Thursday, July 29, 2010

Throwing a no-hitter is the new hitting 50 home runs

In the late '90s we learned that chicks dig the long ball. Bud Selig and Major League Baseball better hope that, a decade later, chicks and dudes dig the fastball. It seems that throwing a no-hitter is the new hitting 50 home runs.

There are perhaps several reasons that balls began flying out of ballparks at a record pace in the 1990s--more tightly wound, "lively" balls; expansion leading to an influx of unqualified pitchers--but one of course stands out: steroids. From 1875 until 1994, the 50 home run mark was reached 18 times. From 1995 through 2007, hitters cracked the half-century mark 24 times. Swinging for the fences--and doing so successfully--was the thing to do. The long ball is what baseball became for a decade. Even Brady Anderson got into the swing of things. Sammy Sosa hit 64 home runs in 2001 ... and lost the home run race by nine.

But pitchers have come back with a vengeance. No hitter has eclipsed the 50 mark since 2007, and the home run leader at this year's All-Star break had fewer than any hitter since 1991. Matt Garza just tossed the majors' fifth no-hitter this season, six if you count Armando Galarraga's imperfect game.
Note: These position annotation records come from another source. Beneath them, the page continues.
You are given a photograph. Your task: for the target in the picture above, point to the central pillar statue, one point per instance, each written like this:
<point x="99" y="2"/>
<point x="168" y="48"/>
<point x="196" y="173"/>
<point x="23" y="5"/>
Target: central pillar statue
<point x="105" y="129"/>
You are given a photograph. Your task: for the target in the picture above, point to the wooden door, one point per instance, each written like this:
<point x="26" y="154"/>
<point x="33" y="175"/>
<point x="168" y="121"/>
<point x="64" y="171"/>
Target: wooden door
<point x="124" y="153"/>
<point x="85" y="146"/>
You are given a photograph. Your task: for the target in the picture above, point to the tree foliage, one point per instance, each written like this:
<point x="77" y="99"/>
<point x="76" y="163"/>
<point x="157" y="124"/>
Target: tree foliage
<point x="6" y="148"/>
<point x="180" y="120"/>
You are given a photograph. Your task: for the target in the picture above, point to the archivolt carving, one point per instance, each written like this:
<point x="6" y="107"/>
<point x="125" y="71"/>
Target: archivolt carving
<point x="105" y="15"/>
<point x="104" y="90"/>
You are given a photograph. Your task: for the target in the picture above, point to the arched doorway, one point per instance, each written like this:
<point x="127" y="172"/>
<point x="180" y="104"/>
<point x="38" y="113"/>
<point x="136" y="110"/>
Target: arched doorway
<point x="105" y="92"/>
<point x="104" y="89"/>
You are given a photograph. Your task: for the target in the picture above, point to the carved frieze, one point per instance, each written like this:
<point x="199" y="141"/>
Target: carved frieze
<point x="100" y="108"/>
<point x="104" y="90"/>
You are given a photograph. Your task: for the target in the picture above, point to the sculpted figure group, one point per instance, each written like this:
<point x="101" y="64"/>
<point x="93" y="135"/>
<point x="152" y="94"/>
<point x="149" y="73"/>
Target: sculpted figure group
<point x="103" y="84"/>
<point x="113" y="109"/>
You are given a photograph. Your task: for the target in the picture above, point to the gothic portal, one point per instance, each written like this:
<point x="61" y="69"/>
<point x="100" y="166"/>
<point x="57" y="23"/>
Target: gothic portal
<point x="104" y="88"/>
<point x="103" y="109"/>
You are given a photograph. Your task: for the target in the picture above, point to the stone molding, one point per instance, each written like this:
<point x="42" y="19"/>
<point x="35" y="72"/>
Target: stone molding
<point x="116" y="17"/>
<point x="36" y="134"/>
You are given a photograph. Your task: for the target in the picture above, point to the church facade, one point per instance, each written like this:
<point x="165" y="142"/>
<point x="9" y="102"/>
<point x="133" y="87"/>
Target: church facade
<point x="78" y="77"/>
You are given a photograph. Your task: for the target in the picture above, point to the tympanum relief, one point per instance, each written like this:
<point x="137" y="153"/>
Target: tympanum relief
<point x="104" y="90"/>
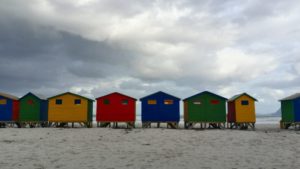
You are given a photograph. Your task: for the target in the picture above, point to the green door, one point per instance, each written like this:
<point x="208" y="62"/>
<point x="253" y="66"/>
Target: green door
<point x="287" y="110"/>
<point x="29" y="108"/>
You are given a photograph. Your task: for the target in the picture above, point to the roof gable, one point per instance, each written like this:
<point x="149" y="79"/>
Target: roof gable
<point x="205" y="92"/>
<point x="8" y="96"/>
<point x="66" y="93"/>
<point x="160" y="93"/>
<point x="39" y="97"/>
<point x="117" y="93"/>
<point x="233" y="98"/>
<point x="291" y="97"/>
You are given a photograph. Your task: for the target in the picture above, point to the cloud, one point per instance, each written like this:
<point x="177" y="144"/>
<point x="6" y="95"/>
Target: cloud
<point x="138" y="47"/>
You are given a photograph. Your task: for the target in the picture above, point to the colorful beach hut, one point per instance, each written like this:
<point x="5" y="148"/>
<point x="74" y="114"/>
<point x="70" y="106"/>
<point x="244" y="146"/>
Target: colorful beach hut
<point x="115" y="107"/>
<point x="290" y="111"/>
<point x="159" y="108"/>
<point x="203" y="108"/>
<point x="70" y="108"/>
<point x="241" y="111"/>
<point x="33" y="110"/>
<point x="9" y="108"/>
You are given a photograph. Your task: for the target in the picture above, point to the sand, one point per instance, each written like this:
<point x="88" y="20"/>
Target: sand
<point x="267" y="147"/>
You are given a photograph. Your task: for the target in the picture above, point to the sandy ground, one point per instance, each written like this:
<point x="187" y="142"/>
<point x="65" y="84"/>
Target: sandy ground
<point x="267" y="147"/>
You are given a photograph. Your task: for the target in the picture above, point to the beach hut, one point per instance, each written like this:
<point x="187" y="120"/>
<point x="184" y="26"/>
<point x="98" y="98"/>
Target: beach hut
<point x="9" y="109"/>
<point x="290" y="111"/>
<point x="70" y="108"/>
<point x="241" y="111"/>
<point x="115" y="107"/>
<point x="159" y="108"/>
<point x="33" y="110"/>
<point x="205" y="108"/>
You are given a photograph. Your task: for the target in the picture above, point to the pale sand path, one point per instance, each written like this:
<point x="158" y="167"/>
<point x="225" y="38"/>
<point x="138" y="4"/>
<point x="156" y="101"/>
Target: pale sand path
<point x="267" y="147"/>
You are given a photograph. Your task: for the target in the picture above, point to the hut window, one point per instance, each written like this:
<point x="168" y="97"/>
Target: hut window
<point x="245" y="102"/>
<point x="125" y="102"/>
<point x="30" y="102"/>
<point x="58" y="101"/>
<point x="214" y="101"/>
<point x="197" y="102"/>
<point x="77" y="101"/>
<point x="151" y="101"/>
<point x="106" y="101"/>
<point x="168" y="102"/>
<point x="2" y="101"/>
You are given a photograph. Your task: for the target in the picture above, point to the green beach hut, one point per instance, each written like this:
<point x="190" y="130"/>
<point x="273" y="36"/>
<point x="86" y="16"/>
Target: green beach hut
<point x="290" y="111"/>
<point x="33" y="110"/>
<point x="205" y="108"/>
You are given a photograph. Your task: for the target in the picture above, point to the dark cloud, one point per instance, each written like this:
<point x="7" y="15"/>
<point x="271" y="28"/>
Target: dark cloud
<point x="138" y="47"/>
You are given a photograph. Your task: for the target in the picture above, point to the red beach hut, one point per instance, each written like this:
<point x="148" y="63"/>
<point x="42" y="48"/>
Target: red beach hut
<point x="115" y="107"/>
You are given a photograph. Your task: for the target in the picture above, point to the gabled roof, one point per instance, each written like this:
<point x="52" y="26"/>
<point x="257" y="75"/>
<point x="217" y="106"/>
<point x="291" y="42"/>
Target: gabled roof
<point x="205" y="92"/>
<point x="38" y="96"/>
<point x="9" y="96"/>
<point x="70" y="94"/>
<point x="239" y="95"/>
<point x="292" y="97"/>
<point x="117" y="94"/>
<point x="158" y="93"/>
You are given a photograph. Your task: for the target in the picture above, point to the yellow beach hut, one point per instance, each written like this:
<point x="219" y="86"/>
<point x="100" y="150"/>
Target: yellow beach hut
<point x="70" y="108"/>
<point x="241" y="111"/>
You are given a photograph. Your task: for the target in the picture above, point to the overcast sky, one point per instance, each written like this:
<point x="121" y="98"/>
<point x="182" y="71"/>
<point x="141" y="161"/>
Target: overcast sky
<point x="138" y="47"/>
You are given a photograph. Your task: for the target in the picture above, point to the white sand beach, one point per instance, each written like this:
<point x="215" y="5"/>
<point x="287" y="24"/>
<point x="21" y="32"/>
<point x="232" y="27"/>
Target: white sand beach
<point x="267" y="147"/>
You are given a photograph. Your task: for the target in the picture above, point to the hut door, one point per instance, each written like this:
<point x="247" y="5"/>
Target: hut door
<point x="297" y="110"/>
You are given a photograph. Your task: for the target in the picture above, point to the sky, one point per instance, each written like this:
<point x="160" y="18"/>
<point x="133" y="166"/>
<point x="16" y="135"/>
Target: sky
<point x="138" y="47"/>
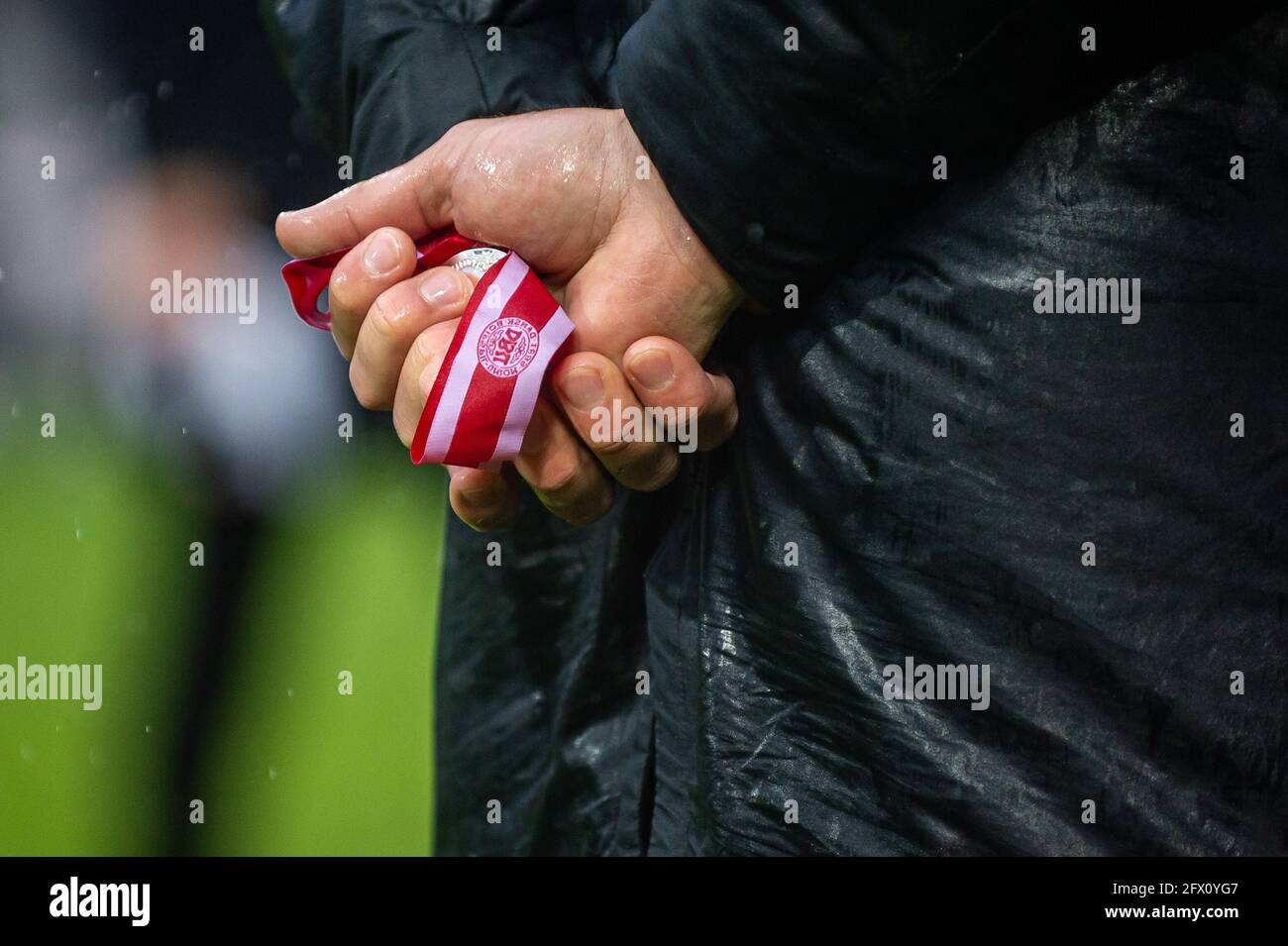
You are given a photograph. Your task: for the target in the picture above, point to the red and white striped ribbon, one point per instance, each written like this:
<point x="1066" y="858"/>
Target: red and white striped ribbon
<point x="487" y="387"/>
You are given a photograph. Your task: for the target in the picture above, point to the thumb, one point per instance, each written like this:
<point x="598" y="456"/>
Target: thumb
<point x="415" y="197"/>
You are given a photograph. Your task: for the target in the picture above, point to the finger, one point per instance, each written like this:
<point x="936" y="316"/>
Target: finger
<point x="391" y="325"/>
<point x="566" y="477"/>
<point x="413" y="197"/>
<point x="416" y="377"/>
<point x="665" y="374"/>
<point x="482" y="498"/>
<point x="606" y="416"/>
<point x="385" y="258"/>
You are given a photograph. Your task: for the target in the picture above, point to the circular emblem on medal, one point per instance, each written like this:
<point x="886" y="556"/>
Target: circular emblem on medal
<point x="506" y="347"/>
<point x="476" y="261"/>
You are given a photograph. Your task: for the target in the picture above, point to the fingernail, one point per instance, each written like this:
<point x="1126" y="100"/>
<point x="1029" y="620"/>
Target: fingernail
<point x="652" y="368"/>
<point x="441" y="287"/>
<point x="382" y="255"/>
<point x="584" y="387"/>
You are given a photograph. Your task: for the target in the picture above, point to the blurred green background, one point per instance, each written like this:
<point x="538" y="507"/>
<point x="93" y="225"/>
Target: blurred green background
<point x="97" y="571"/>
<point x="127" y="155"/>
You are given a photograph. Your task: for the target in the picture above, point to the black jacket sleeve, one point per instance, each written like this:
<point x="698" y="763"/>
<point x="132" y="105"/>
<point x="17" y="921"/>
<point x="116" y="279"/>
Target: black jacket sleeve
<point x="786" y="159"/>
<point x="374" y="72"/>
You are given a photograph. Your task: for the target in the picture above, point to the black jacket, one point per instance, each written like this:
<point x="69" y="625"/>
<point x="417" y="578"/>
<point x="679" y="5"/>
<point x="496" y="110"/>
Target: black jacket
<point x="922" y="457"/>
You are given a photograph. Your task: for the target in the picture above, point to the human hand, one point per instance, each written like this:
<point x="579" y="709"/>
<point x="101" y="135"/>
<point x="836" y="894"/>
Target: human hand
<point x="562" y="189"/>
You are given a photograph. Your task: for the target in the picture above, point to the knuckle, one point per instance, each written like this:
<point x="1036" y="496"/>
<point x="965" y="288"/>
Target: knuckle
<point x="558" y="481"/>
<point x="380" y="319"/>
<point x="610" y="447"/>
<point x="424" y="349"/>
<point x="368" y="392"/>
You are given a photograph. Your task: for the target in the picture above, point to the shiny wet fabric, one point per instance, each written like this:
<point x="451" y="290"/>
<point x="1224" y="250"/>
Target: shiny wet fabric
<point x="919" y="467"/>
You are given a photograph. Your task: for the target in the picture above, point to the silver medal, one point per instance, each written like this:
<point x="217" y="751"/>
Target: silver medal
<point x="477" y="261"/>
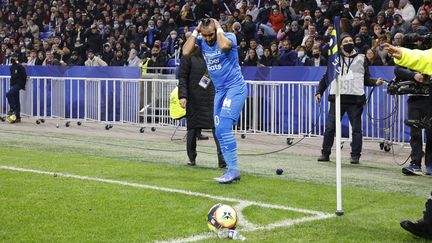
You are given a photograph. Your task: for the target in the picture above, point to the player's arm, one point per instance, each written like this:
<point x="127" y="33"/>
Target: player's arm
<point x="190" y="46"/>
<point x="223" y="43"/>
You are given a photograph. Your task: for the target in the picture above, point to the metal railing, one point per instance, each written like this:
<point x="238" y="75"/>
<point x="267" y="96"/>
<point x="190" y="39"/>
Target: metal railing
<point x="272" y="107"/>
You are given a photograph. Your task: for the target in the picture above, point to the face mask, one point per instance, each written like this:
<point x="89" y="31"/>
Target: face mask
<point x="348" y="47"/>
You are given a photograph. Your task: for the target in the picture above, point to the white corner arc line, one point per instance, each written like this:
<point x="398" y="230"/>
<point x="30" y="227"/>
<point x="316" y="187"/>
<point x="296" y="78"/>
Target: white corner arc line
<point x="165" y="189"/>
<point x="249" y="228"/>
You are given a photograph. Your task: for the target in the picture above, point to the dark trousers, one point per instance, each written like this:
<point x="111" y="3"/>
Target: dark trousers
<point x="191" y="145"/>
<point x="354" y="112"/>
<point x="418" y="108"/>
<point x="13" y="99"/>
<point x="427" y="214"/>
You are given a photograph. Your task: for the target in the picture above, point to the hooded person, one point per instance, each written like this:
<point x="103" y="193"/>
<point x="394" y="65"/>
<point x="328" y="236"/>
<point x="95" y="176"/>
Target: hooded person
<point x="353" y="75"/>
<point x="17" y="82"/>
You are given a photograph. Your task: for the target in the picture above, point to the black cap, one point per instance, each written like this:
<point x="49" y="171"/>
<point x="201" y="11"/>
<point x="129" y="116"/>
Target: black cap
<point x="344" y="35"/>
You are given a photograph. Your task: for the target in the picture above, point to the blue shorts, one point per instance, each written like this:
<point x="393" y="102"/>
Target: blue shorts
<point x="229" y="103"/>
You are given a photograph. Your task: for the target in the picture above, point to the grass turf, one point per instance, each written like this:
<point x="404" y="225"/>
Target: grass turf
<point x="46" y="208"/>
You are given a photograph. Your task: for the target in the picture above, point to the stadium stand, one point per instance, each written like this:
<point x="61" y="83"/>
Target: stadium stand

There were five total no-hitters from 2002-2006.

One more no-hitter would tie 1991's total of seven, also accomplished in 1990, and would come one shy of 1884's record-setting total of eight, meaning there's a decent chance there will be more no-hitters this season than in any other in MLB history. There have already been more perfect games this year than in any other season (if you count Galarraga's).

Prior to 1990, you have to go back to 1969 to find another year of six or more (there were six). There were five in 1968, the so-called Year of the Pitcher, after which they lowered the freakin' mound just to give the hitters a chance, so there have now been more no-hitters through July of this season than there were in the Year of the Pitcher. There were also six in 1917, 1915 and 1908.

So while in 1995-2007 the 50 home run mark became the unique, newsworthy accomplishment in the baseball world, in 2010 it's the no-hitter. Not allowing a hit is in. It's vogue. It's a feat that's supposed to be rare and glorious but is suddenly becoming ordinary and expected. Why was I not shocked to find out that in the 6th inning of Garza's no-hitter, the opposing pitcher had yet to allow a hit himself? Another no-hitter leading off SportsCenter? Yawn. Edwin Jackson (6-9, 5.01 ERA) did that. Dallas Braden (5-7, 3.77) did that. I can barely remember everyone who's done it, just like you may not recall that Luis Gonzalez belted 50 home runs, Andruw Jones did it too, and Sammy Sosa did it three different times.

No one knows for sure if this no-hitter trend will continue for years like the home run onslaught did, or if this is simply a one-year aberration. But for the moment, it looks like one unexpected trend--hitting 50 or more home runs in a season--has been replaced by a far less sexy but no less impressive one--no-hitting the opposition.